Challenges to adopting and implementing this technology are also addressed. Control issues and common pitfalls to avoid are examined. When implementing this computer technology, one may pay a premium upstream (e.g., at the engineering end) but will recover more savings at the downstream end (e.g., at the construction end). Better control of project management issues and consideration of issues such as constructability at the upstream end is important to realizing overall benefits of a system. Approaches for the potential implementation of 3-D modeling are identified in terms of fundamental issues. Guidelines to help plan and evaluate an implementation are suggested. Information on identifying opportunities and key steps and decisions for 3-D modeling at different phases of a project cycle is also given.

CAD technology has progressed to versatile 3-D modeling systems that can be used throughout design, engineering, and construction to provide unique, significant advantages which include a greatly improved capability to detect and prevent interference, to order materials faster and with greater accuracy, and to consider constructability issues. Three-dimensional modeling systems, for example, offer the opportunity for a single source of data, less redundancy, and fewer errors in data transfer.
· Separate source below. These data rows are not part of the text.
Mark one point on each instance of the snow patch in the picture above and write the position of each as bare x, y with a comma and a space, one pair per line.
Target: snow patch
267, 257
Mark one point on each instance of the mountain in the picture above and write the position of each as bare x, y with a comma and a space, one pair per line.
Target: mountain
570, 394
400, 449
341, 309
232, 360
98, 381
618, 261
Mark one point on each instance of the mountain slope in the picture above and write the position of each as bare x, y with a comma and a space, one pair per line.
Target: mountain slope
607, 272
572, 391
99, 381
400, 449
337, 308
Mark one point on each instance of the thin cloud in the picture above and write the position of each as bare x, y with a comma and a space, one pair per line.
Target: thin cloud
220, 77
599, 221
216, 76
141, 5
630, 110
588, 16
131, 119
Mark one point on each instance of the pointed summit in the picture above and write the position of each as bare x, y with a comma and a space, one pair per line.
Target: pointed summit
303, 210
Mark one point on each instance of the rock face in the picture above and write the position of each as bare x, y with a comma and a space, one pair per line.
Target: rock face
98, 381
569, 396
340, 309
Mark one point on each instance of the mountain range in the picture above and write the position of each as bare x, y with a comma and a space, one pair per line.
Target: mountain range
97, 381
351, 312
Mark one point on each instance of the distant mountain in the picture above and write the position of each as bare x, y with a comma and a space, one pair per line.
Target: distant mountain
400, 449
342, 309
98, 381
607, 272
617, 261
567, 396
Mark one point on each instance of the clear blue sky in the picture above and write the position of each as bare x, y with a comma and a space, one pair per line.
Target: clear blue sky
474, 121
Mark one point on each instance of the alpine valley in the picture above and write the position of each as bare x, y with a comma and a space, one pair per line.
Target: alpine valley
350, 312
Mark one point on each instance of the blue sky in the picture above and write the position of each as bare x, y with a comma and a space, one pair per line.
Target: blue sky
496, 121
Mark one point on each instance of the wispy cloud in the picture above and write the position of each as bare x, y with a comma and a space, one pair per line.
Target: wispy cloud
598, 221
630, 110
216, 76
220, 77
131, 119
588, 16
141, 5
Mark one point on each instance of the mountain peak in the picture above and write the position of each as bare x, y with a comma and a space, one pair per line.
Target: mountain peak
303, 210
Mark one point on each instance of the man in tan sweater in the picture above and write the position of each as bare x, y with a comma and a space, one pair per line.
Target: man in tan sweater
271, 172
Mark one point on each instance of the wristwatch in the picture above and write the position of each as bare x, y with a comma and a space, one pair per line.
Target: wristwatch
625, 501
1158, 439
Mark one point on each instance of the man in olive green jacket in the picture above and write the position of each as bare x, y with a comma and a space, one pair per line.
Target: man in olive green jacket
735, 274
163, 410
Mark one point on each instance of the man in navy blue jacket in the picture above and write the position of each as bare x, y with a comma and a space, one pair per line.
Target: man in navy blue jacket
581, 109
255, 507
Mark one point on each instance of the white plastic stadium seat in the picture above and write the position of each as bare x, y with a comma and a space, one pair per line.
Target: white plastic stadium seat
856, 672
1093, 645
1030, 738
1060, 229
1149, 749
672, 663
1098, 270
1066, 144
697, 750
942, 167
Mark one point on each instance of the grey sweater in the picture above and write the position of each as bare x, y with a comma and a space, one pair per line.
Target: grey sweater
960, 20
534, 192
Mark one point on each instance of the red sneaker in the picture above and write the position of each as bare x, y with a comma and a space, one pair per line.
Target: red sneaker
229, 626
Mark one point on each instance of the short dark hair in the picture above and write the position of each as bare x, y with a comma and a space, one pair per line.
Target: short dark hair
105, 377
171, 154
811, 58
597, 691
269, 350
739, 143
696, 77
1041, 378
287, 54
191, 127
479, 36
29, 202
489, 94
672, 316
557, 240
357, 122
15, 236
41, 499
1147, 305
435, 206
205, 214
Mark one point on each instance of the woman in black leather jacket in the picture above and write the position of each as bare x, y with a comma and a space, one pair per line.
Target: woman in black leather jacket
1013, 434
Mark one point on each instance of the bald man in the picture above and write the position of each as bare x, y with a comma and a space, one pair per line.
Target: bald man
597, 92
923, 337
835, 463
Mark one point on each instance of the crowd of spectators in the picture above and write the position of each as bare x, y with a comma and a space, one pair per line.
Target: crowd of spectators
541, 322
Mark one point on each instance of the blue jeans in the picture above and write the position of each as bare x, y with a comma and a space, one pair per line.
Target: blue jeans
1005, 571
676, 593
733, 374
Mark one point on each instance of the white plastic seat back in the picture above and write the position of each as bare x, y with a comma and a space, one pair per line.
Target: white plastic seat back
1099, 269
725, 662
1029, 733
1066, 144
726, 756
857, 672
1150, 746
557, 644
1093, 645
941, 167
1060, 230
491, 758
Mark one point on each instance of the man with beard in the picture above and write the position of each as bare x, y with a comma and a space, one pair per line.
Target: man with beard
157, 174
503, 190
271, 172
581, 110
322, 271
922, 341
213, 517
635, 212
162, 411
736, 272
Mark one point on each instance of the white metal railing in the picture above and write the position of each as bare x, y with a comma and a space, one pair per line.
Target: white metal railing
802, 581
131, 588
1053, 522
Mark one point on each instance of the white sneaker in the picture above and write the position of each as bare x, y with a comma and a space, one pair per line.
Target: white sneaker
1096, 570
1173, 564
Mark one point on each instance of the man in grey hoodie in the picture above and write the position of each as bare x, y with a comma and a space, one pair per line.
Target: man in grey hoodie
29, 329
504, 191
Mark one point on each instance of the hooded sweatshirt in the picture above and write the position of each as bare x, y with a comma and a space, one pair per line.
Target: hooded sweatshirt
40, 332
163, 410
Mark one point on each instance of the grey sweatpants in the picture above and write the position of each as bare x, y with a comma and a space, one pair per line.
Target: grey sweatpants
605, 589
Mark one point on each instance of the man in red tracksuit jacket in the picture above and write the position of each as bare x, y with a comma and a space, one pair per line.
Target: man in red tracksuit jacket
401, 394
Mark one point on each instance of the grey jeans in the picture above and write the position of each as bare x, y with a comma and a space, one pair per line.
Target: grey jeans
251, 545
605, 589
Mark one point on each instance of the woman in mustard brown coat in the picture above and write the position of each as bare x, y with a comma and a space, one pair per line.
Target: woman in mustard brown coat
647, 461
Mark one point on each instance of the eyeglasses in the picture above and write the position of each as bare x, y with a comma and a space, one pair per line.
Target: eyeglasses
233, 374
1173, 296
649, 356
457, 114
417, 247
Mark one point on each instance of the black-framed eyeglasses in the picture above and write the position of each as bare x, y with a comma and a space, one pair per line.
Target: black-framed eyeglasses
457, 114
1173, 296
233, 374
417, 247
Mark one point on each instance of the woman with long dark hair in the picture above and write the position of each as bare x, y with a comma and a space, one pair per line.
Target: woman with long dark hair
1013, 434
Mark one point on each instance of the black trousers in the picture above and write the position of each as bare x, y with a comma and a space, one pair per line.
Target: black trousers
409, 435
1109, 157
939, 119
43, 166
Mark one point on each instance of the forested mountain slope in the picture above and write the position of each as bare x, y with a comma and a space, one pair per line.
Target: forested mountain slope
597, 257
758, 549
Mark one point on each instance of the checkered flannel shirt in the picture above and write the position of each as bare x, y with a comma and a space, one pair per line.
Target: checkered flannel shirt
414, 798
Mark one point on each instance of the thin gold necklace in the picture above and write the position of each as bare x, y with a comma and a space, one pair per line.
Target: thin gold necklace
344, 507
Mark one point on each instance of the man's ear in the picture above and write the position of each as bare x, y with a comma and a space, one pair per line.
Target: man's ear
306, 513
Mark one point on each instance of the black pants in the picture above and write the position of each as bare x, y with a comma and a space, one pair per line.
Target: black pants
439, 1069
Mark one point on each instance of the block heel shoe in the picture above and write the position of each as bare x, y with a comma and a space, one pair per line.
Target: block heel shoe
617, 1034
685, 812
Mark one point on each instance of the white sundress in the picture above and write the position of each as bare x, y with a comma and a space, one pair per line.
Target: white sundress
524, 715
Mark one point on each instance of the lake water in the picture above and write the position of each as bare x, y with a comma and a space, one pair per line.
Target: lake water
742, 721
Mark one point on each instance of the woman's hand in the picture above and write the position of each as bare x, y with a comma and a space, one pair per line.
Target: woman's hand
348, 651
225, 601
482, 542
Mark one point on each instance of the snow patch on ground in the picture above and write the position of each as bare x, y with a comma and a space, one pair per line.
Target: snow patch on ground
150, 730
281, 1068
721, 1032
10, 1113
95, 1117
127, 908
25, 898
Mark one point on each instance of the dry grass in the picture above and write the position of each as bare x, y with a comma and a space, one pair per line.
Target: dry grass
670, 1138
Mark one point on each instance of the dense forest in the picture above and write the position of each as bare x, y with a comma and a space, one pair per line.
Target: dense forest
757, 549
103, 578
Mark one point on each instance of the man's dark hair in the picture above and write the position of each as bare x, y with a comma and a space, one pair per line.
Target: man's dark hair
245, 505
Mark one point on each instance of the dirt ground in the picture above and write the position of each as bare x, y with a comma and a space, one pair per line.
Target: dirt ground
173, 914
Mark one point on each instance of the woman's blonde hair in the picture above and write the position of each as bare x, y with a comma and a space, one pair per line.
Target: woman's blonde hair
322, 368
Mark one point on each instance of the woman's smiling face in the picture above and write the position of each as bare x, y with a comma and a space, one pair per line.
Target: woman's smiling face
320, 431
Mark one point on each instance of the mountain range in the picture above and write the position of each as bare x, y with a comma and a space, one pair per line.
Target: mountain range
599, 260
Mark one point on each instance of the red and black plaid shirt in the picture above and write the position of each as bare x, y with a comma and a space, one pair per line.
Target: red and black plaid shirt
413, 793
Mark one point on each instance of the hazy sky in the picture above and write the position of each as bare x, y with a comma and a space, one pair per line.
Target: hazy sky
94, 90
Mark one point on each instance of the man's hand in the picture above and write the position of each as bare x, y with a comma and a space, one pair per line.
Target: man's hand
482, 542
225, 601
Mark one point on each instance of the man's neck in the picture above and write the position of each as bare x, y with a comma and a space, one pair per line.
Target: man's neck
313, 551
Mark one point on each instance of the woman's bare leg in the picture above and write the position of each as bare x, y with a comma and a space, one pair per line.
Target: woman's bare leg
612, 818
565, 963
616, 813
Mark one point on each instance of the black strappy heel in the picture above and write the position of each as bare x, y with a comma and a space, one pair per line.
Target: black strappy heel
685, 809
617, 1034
The result is more efficient plant construction and greatly reduced field rework, along with concomitant cost savings. Three-dimensional modeling is being used, for example, on chemical, petrochemical, refinery, pharmaceutical, food processing, offshore oil platforms, and power plants throughout the world.

The maximum value-added benefit of a 3-D modeling system is obtained when it is applied all the way through a project-especially when it is used at the construction end for constructability and maintainability. The biggest improvements will be derived by coordinating activities within an integrated process rather than automating individual activities within the existing fragmented design/construct process.